Top Five: Shows To Skip in 3-D TV

Sony's new 3-D TV commercial has been airing non-stop. The TV is so powerful, it can turn Peyton Manning into a cardboard cutout (maybe that's why the Texans did so well last week). As of now, ladies and gentlemen, if you own a TV, you now need to clarify that it's 2-D. The world won't let you confuse other people about the clarity of your TV's picture.

Remember the friend that kept telling you the game just isn't the same, that once you go HD you can never go back? Well, it's time for him to upgrade. So you're thinking ... 3-D television?
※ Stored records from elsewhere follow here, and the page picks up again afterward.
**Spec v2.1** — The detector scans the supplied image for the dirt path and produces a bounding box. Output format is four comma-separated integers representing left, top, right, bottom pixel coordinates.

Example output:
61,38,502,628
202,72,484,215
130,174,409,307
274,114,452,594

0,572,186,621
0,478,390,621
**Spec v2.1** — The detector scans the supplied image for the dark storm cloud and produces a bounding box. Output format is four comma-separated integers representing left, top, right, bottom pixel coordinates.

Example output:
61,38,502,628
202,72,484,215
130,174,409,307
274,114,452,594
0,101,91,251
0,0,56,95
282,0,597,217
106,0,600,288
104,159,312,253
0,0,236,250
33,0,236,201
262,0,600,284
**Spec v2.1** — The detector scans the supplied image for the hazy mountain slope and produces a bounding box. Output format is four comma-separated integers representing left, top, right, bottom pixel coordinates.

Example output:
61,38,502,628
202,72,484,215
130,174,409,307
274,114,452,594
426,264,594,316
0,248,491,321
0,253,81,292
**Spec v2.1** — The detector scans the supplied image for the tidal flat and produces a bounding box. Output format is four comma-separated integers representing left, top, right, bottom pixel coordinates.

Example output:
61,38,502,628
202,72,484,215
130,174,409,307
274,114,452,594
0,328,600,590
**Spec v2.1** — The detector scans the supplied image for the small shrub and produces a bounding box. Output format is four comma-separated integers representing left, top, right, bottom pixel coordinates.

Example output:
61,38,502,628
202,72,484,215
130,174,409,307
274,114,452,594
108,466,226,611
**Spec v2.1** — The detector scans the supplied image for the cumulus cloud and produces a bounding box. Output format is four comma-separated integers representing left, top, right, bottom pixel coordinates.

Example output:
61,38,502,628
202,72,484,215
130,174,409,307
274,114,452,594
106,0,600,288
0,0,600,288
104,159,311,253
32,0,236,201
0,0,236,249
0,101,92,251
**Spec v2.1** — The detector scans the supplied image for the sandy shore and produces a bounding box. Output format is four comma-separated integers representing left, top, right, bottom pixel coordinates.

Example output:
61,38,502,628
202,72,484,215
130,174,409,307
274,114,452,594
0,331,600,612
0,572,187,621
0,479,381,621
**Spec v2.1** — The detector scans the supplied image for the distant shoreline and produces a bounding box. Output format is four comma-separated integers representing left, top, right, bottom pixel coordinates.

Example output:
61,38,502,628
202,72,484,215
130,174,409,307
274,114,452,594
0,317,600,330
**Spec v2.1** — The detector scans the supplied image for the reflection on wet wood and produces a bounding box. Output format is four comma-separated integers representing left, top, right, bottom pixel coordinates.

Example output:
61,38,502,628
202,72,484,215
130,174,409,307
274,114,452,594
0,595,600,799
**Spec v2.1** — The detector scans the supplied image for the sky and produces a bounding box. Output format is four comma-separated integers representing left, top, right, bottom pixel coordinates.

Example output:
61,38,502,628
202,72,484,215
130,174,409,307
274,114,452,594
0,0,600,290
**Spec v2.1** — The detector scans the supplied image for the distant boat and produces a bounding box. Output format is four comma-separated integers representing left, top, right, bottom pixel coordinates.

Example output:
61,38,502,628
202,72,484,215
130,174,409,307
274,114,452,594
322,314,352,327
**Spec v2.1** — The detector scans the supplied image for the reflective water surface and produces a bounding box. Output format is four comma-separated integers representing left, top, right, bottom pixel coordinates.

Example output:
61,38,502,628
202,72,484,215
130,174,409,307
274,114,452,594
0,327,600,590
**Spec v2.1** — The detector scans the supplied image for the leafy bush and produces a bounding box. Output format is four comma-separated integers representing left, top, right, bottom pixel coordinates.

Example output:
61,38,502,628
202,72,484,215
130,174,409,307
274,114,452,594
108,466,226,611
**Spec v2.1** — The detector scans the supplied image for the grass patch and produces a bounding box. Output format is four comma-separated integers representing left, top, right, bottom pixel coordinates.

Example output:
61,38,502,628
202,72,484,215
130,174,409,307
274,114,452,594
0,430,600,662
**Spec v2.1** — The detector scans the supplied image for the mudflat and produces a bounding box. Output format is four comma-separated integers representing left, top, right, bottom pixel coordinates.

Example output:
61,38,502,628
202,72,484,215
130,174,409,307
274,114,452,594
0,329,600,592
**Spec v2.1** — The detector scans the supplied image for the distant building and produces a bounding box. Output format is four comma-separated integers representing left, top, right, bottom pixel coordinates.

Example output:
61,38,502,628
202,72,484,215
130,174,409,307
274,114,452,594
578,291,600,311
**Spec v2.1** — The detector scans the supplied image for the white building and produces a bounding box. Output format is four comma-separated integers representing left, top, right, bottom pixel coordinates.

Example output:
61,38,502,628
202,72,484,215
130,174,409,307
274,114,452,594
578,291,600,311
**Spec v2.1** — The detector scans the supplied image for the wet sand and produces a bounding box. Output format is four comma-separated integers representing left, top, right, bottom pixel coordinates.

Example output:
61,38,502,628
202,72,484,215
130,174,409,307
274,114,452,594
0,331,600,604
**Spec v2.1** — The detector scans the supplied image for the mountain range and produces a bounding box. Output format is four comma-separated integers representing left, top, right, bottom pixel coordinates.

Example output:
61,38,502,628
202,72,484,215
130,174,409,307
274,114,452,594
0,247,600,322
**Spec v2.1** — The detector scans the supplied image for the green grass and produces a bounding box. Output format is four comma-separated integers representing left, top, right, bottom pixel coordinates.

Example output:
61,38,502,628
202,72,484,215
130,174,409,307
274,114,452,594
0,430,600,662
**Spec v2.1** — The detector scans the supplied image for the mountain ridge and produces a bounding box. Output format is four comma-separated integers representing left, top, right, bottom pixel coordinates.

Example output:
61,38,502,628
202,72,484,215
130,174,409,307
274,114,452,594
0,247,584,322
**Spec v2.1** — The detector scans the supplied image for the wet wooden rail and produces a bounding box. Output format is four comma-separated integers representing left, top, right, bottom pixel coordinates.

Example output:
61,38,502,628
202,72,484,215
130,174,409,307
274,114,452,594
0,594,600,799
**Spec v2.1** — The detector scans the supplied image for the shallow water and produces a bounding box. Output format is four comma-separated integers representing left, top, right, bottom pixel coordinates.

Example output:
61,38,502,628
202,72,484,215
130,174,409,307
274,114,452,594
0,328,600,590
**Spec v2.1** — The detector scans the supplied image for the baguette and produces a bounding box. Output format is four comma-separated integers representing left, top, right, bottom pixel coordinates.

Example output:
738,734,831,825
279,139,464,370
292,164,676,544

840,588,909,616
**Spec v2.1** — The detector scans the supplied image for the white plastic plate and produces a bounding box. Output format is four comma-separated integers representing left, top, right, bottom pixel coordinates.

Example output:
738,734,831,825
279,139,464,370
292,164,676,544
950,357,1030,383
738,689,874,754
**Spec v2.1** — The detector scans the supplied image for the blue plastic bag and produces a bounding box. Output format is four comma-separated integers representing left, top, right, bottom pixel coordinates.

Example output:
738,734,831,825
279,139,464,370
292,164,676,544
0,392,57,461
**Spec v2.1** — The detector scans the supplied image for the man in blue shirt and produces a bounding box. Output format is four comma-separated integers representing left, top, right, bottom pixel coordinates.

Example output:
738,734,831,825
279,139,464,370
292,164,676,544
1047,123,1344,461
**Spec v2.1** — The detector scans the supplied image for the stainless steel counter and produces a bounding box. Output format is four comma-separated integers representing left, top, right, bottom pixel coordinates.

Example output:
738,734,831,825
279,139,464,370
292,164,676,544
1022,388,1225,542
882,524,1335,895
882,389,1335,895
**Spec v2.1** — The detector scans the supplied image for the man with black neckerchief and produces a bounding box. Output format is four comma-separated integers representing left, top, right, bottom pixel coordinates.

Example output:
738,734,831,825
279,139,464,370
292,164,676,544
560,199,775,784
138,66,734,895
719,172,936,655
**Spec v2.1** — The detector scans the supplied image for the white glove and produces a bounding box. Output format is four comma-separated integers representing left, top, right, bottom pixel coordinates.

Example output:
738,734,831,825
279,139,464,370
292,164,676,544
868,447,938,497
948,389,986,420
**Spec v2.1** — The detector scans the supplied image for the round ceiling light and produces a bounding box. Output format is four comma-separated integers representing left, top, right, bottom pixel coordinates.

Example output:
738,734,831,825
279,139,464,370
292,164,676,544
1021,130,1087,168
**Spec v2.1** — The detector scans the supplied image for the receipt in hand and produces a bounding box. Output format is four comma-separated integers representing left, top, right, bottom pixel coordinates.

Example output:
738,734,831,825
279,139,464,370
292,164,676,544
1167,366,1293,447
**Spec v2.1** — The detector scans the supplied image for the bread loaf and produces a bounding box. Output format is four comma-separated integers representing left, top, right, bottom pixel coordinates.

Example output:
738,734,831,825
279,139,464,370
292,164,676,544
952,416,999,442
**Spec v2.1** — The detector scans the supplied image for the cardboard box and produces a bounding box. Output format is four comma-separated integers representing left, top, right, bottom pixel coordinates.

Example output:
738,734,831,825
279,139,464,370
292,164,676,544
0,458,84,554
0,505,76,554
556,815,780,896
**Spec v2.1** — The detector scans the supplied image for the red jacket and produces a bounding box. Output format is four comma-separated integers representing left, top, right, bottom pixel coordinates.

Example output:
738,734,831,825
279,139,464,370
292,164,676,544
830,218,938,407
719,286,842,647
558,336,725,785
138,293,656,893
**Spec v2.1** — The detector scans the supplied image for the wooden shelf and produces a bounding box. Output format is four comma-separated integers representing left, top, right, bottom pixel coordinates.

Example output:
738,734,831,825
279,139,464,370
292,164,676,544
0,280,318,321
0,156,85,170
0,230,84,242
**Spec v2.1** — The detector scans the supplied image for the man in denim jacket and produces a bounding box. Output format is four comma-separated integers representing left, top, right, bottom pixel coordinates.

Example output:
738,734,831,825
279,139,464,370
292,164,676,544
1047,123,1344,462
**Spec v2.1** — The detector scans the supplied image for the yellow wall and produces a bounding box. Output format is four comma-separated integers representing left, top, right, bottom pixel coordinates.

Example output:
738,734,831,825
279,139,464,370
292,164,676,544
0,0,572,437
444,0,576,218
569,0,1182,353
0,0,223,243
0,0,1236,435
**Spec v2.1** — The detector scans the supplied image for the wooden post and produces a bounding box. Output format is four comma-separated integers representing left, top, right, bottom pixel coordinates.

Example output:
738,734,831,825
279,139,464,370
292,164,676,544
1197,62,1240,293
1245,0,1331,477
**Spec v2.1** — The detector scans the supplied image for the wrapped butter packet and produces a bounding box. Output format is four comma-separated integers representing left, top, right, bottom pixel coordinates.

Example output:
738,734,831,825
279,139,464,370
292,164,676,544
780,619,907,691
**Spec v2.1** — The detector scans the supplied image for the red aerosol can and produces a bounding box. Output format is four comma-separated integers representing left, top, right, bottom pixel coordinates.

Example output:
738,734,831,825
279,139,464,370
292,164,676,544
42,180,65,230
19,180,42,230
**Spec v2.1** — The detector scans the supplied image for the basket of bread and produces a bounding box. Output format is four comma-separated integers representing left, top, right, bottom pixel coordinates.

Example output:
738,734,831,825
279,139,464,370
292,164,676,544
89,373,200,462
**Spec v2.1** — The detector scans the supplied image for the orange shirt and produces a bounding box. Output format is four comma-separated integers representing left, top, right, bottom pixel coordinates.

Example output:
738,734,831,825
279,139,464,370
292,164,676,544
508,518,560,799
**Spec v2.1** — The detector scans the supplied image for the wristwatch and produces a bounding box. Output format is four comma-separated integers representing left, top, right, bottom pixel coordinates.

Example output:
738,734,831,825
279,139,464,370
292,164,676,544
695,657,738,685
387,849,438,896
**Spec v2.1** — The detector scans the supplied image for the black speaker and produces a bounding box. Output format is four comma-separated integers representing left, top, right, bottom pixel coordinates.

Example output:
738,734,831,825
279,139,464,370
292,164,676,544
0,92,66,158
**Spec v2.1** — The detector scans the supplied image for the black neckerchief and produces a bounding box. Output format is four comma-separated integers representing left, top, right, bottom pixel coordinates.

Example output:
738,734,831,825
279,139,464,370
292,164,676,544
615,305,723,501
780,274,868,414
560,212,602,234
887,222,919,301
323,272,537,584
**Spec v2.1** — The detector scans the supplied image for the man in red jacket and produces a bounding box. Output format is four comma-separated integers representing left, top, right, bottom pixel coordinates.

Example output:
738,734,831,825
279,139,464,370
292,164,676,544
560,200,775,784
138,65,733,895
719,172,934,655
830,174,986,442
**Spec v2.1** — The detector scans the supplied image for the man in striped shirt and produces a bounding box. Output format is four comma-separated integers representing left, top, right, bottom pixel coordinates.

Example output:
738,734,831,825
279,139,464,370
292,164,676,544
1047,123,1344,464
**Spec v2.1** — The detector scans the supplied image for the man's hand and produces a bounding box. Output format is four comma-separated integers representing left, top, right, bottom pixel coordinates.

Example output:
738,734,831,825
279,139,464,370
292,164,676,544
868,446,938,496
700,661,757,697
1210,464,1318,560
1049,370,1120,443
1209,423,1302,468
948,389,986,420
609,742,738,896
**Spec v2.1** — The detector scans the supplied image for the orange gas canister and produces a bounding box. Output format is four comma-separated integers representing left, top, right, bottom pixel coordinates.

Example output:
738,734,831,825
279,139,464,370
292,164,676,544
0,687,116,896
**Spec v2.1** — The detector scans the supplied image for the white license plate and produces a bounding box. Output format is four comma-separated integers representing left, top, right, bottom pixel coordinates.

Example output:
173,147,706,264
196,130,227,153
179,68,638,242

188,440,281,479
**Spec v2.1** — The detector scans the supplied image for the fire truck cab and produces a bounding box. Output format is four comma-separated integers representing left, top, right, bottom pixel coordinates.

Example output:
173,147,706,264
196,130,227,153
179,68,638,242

The world's three-dimensional, and you watch TV to escape from the world, so what's the point? That's for Sony to decide. If Justin Timberlake says so, it must be true, right? Some things might be cool in 3-D, but there's a total downside. Here are the five most terrifying prospects in 3-D television.

Top Five: Shows To Skip in 3-D TV

5. Jersey Shore People with a love for golden chests and miserable hairstyles/lifestyle choices will experience the Shore like never before. Fans will enjoy doing virtual Jaeger shots and ogling the parade of six-pack-abs until... the tanning scene. The 3-D TV's brightness calibration isn't meant to handle so much orange. The golden glow of worthlessness will break the TV and earn the family a trip to the eye doctor.